Kendisi inanmış olsa dahi grup, kesinlikle aynı fikirde değil, demeliyim.
Çünkü, zafere inanmışlık olsaydı, Erdoğan salona adımını atar atmaz veya kürsüye çıkar çıkmaz grup, eksiksiz ayağa fırlar, alkış dakikalarca sürer, "Türkiye seninle gurur duyuyor" sloganı ortalığı çınlatırdı.
Hiç böyle olmadı; sıradan bir grup toplantısı, sıradan alkış gördük.
Aslında Başbakan zafere inanmış olsaydı, grup toplantısını bu kadar geciktirmez, salı şart değil ki, başka bir gün de toplantıyı yaptırıp zafer havasını sonuna dek solur, herkese de gururla soluturdu.
Bunu geçtim; "Erdoğan, söylemi ile AKP grubunu da tam tatmin edemedi, aksine beklentileri dahi karşılamadı" demek için çok gerekçe var.
İşsizliğin can alıcılığının farkında olduğunu, 2009 büyüme rakamını -3.6 olarak revize ettiklerini söyledikten sonra, "Kriz teğet geçti" demesi bunlardan biriydi; çünkü fark etmiş olabilir, bu sözleri duyduktan sonra yanındakinin kulağına eğilip bir şeyler söyleyen çok milletvekili oldu.
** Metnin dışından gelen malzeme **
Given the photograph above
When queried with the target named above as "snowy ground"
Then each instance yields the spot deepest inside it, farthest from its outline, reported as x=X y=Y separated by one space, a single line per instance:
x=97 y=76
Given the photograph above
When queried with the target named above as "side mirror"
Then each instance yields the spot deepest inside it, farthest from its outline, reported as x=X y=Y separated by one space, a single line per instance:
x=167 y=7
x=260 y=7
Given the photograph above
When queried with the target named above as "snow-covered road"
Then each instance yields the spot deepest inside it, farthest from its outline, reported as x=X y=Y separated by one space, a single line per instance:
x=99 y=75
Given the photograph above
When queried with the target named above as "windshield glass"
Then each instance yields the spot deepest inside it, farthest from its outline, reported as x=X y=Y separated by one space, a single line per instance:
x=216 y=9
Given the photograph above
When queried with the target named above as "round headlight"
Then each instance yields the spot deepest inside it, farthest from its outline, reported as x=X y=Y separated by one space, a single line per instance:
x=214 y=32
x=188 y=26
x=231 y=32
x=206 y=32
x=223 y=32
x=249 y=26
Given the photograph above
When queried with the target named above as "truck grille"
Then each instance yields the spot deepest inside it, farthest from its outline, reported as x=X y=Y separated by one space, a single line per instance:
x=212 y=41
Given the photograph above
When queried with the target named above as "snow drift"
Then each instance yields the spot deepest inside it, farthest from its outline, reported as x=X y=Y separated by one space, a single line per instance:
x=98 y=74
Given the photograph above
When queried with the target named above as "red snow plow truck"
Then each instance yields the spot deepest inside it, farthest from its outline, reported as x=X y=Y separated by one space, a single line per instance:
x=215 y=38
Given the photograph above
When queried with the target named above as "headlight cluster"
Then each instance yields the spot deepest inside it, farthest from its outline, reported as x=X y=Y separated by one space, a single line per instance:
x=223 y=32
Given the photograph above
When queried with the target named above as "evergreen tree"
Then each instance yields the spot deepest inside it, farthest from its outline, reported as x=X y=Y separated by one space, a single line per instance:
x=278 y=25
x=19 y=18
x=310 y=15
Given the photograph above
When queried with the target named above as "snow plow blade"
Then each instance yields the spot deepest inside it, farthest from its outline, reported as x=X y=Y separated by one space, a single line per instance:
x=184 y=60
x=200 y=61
"Eyvah; yine teğet geçti, dedi" diye dertlendiler; haksız da sayılmazlar sonuçta, işsizlik rakamının yüzde 15’i aştığı bir ülkede yaşıyorlar.
KUCAKLAMADI DA TOKALAŞMADI DA
Erdoğan, cama bakıp, 71.5 milyonun hepsini kucakladığını söylerken de azımsanmayacak sayıda AKP milletvekilinde ’bir şey eksik’ duygusu bıraktı.
Bu vekiller, Ergenekon’un son dalgasının yarattığı mağduriyeti uygun bir üslupla, hiç değilse bir cümleyle dile getiren bir Erdoğan umuyorlardı.
Düşünün, hükümet yanlısı medyanın Türkan Saylan’la ilgili yayınlarını Başbakan’ın bir türlü hoşlanamadığı gazeteler yapsaydı, o kürsüden nasıl esip gürleyen, "Okumayın işte o gazeteleri" diyen bir Erdoğan görürdük?
Oysa Erdoğan, "Antalya yerine Antakya’da tatile gitti" diye yapılan masum haber ve yorumlar için en hafif hakaretini yine yaptı, "Çirkin" dedi.
Ama, Saylan’la ilgili yayınlar için bu hafif eleştirisini dahi esirgedi.
Erdoğan, sözlerini, "Millet, ’durmak yok, yola devam’ mesajını gür bir sesle tekrarladı" diye bitirse de kendi sesi yeterince gür çıkamadı.
Tatilden yeni dönmüş biri gibi değildi, hálá yorgun görünüyordu.
Canı da sıkkındı sanki, belki de bu nedenle yanılmıyorsam ilk kez salona girişinde kimse ile tokalaşmadan yerine oturdu.
Bilemiyorum buna neden seçim sonuçları mı, kabine revizyonu mu, tatilde okuduğu raporlar mı, ’yüzde 39 bir daha hayal’ düşüncesi mi?